What happens when you rule just about everything

June 5, 2021 | By Jim Stovall | Filed in: books, history, journalism.

What happens to a nation that becomes the largest, most far-reaching empire in the history of the world, making the Romans look like pikers by comparison? Things start to go downhill, that’s what.

That is where Great Britain found itself it’s the 19th century turned into the 20th. Much of that century had been peaceful, thanks in great part to Britain’s imposing her will through its vast Network of colonies and dominions. Its huge navy “rule the world,” in its own words.

But with the new century, Great Britain found that things were coming unglued. A new industrial power across the Atlantic, the United States of America, was on the rise. Germany, jealous of Britain’s hegemony, was becoming more warlike. British colonies themselves — for example, South Africa — were restless and more and more wanting to go their own way.

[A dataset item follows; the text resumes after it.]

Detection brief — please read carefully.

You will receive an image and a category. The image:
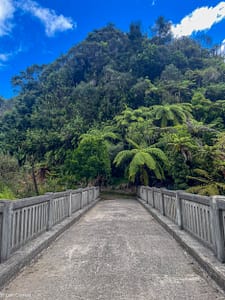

All of this is to subject of a new book by historian Simon Heffer titled The Age of Decadence. It was recently reviewed in the New York Times by Richard Aldous, who wrote:

“What fools we were,” King George V told his prime minister, Ramsay MacDonald, in 1930, looking back to the era before World War I. In the context of the wartime catastrophe his generation had delivered, the king may have had a point. That was the time of Rudyard Kipling’s “long recessional” and A. E. Housman’s “land of lost content.” Arthur Balfour, prime minister from 1902 to 1905, lamented “some process of social degeneration” that “may conveniently be distinguished by the name of ‘decadence.’” Joseph Chamberlain, the most charismatic politician of the late-Victorian age, put it more pithily. “The Weary Titan,” he said in 1902, “staggers under the too vast orb of its fate.” Source: Britain at the Turn of the 20th Century Was Dealing With a Lot, Badly – The New York Times

And there is a message for Americans in this bit of history, according to the review:

For many Americans today, perhaps fearing late-stage decadence and their own Weary Titan, this story may strike close to home. For in Simon Heffer’s telling, the history of Britain from 1880 to 1914 is one in which “a nation so recently not just great, but the greatest power the world had ever known, sustained in its greatness by a rule of law and parliamentary democracy, had begun its decay.”

The message is not all gloom and doom, however, as you will see if you read the entire review.